Philosophy and Philanthropy

Being somewhat new to philosophy, I might be getting this wrong, but I thought it was the study of what is true, no matter what. When I saw there was a contest to: write a philosophical argument which effectively convinces research participants to donate money to charity, I wondered if they were trying to put a square peg in a round hole.

A philosophy can describe the structure which supports the fulfillment of an altruistic demand. But could it be true that individuals are always talked into, through argumentation, relinquishing more of their resources to others? On the square side we have the mechanics of the transaction, and on the round side we have the motivating factors that provoke action. I find the structure of the transaction, the trade devoting funds to charity, to be the more interesting question to investigate.

The winning entry keyed into that structure well. Here’s their answer:

Many people in poor countries suffer from a condition called trachoma. Trachoma is the major cause of preventable blindness in the world. Trachoma starts with bacteria that get in the eyes of children, especially children living in hot and dusty conditions where hygiene is poor. If not treated, a child with trachoma bacteria will begin to suffer from blurred vision and will gradually go blind, though this process may take many years. A very cheap treatment is available that cures the condition before blindness develops. As little as $25, donated to an effective agency, can prevent someone going blind later in life.

How much would you pay to prevent your own child becoming blind? Most of us would pay $25,000, $250,000, or even more, if we could afford it. The suffering of children in poor countries must matter more than one-thousandth as much as the suffering of our own child. That’s why it is good to support one of the effective agencies that are preventing blindness from trachoma, and need more donations to reach more people.
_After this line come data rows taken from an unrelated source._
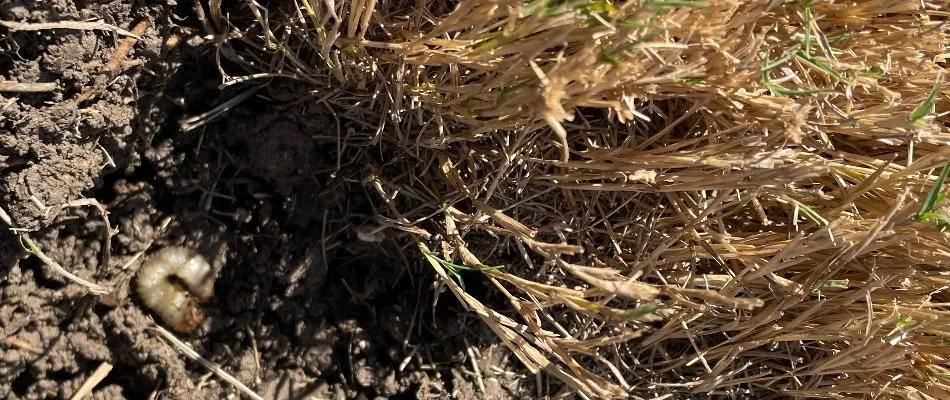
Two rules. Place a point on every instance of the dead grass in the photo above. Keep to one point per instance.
(685, 197)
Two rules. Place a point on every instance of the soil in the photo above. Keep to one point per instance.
(303, 308)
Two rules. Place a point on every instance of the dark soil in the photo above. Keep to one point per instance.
(302, 306)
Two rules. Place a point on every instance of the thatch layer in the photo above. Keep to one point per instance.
(686, 197)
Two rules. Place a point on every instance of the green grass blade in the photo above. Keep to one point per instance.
(934, 196)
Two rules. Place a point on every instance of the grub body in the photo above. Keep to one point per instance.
(173, 282)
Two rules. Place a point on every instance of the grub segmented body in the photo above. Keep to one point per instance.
(173, 282)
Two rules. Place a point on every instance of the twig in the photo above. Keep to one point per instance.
(123, 49)
(97, 376)
(23, 87)
(16, 342)
(478, 371)
(33, 248)
(215, 368)
(107, 245)
(192, 123)
(74, 25)
(118, 56)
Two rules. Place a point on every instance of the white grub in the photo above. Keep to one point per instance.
(173, 282)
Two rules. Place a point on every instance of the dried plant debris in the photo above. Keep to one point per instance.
(676, 197)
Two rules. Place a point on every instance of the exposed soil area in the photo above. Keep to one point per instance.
(309, 300)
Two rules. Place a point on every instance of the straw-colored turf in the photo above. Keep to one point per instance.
(708, 197)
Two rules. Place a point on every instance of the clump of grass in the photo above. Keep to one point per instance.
(687, 197)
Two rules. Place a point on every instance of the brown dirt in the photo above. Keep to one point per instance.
(301, 306)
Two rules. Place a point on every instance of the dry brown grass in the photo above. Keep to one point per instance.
(687, 197)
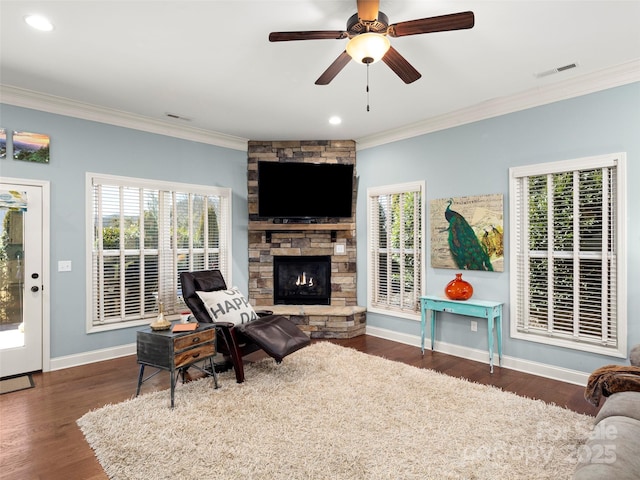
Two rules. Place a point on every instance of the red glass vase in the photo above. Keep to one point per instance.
(458, 289)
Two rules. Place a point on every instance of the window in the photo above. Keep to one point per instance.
(395, 248)
(568, 285)
(143, 233)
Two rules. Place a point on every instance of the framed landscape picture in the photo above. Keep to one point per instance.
(3, 143)
(31, 147)
(467, 233)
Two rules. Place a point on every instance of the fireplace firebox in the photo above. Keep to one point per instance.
(302, 280)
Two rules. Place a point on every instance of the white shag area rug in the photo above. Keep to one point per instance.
(329, 412)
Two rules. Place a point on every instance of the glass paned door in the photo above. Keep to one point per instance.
(20, 279)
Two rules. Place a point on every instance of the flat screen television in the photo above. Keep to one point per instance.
(295, 190)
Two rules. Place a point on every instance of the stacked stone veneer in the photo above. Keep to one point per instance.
(343, 318)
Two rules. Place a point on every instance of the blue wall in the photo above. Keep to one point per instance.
(79, 146)
(471, 159)
(474, 159)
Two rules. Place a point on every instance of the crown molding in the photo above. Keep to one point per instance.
(63, 106)
(574, 87)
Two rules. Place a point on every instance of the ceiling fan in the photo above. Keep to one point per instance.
(367, 31)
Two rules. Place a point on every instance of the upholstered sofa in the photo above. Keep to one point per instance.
(612, 450)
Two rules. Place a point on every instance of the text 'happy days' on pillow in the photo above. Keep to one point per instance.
(228, 306)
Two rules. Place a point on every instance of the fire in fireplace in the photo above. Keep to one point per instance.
(303, 280)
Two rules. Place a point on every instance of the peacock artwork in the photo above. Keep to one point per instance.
(467, 233)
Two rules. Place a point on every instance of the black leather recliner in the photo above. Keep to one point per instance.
(276, 335)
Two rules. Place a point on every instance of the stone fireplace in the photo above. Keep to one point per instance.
(302, 280)
(338, 316)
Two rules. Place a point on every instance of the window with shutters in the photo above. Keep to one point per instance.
(568, 260)
(395, 246)
(142, 234)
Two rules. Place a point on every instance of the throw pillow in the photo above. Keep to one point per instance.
(228, 306)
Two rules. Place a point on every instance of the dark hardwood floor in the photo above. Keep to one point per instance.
(39, 438)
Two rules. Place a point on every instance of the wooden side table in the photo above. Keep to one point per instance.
(491, 311)
(175, 352)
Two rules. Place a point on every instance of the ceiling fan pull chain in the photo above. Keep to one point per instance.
(367, 87)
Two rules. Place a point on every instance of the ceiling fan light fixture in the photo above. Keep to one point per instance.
(368, 47)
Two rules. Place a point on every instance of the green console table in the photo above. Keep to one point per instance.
(492, 311)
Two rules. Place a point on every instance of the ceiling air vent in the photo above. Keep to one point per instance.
(177, 117)
(556, 70)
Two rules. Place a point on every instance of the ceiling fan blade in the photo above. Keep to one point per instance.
(401, 66)
(443, 23)
(308, 35)
(368, 9)
(334, 69)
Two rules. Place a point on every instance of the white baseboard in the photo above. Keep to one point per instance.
(84, 358)
(526, 366)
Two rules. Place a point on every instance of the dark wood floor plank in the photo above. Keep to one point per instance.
(39, 438)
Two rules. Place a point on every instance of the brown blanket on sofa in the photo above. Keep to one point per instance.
(611, 379)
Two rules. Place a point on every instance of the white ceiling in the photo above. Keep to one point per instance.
(211, 61)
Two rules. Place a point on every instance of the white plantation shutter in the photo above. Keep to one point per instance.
(143, 234)
(395, 247)
(568, 255)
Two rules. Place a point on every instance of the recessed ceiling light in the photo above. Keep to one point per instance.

This is what they did. First, they set up two groups who are at great distance from each other both geographically, socially and financially. Most groups are nested. We are part of a family that is part of a kinship that is part of a city that is part of a state that is part of a country that is part of the world. The only overarching commonality between the two parties to this transaction is shared world citizenship.

Now you might say that people would give more to their own kin, or to folks at closer proximity, which is true.  But folks at closer proximity are already being aided by a multitude of overlapping structures like public health insurance, or county assistance, or their own rich uncle. At proximity, it is difficult for the donor to know if their donation would have an impact.

In the winning response, the author clearly describes the recipient as ‘children living in hot and dusty conditions where hygiene is poor.’ The financial separation between the groups is further emphasized by asking the reader to entertain exactly how much they would relinquish for their own child, provoking a numerical comparison: my own in $25,000, versus a child across the globe $25. 

The last item to note is that there is no reason to believe the treatment for trachoma will not work. If you are giving to a cause like residivision reduction, you know the chance of failure is high. In this scenario the treatment is well known with concrete outcomes.

Who can’t see that this is a bargain?! A low risk, high return transaction in an exchange fulfilling our impulse to help those who share our humanity. The winners did not write a philosophical argument. They set up a scenario where two groups could experience a reliable exchange.